Four examples were made, renamed with the names of some thoroughbred horses of the Quirinale Stables: Belfiore, Belmonte, Belvedere and Belsito. However, the car was so liked by Queen Elizabeth II and Prince Philip that legend has it there is a fifth example, jealously preserved inside Buckingham Palace; even if there are no official confirmations on the matter.
The unique feature of the model is the rigid, foldable canvas hood. However, the Belsito was built with a non-opening canvas top above the driver’s seat. All are painted in the characteristic midnight blue, have black Connolly leather upholstery, intercom to communicate with the driver, five rear seats with a large sofa and two folding seats.

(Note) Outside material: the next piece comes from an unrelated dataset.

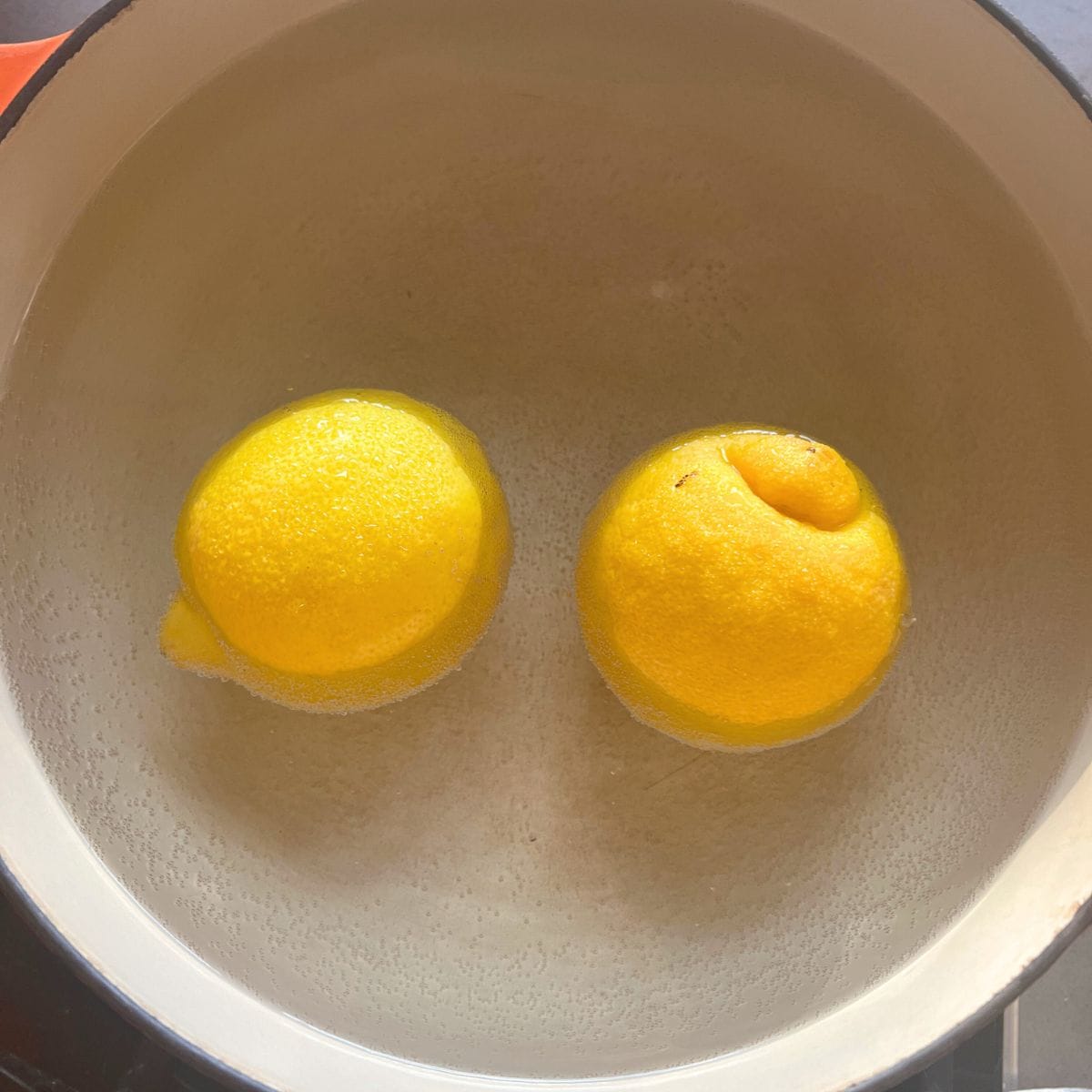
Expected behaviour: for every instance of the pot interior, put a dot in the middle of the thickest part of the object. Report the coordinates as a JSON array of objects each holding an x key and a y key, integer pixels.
[{"x": 580, "y": 228}]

To enjoy the elegance of the Presidential Flaminia, in addition to the sovereign of England, were also personalities of the caliber of John Fitzgerald Kennedy and Charles De Gaulle. In 2001 the cars underwent a careful restoration and, currently, two of the specimens are entrusted to the Quirinale Stables: Belfiore and Belvedere are in fact the cars for the great occasions of the Head of State and the highest offices of the Republic.
The Belsito, on the other hand, can be seen at the historical museum of the Military Motorization in Rome, while the Belmonte has been exhibited since 2001 at the Turin Automobile Museum.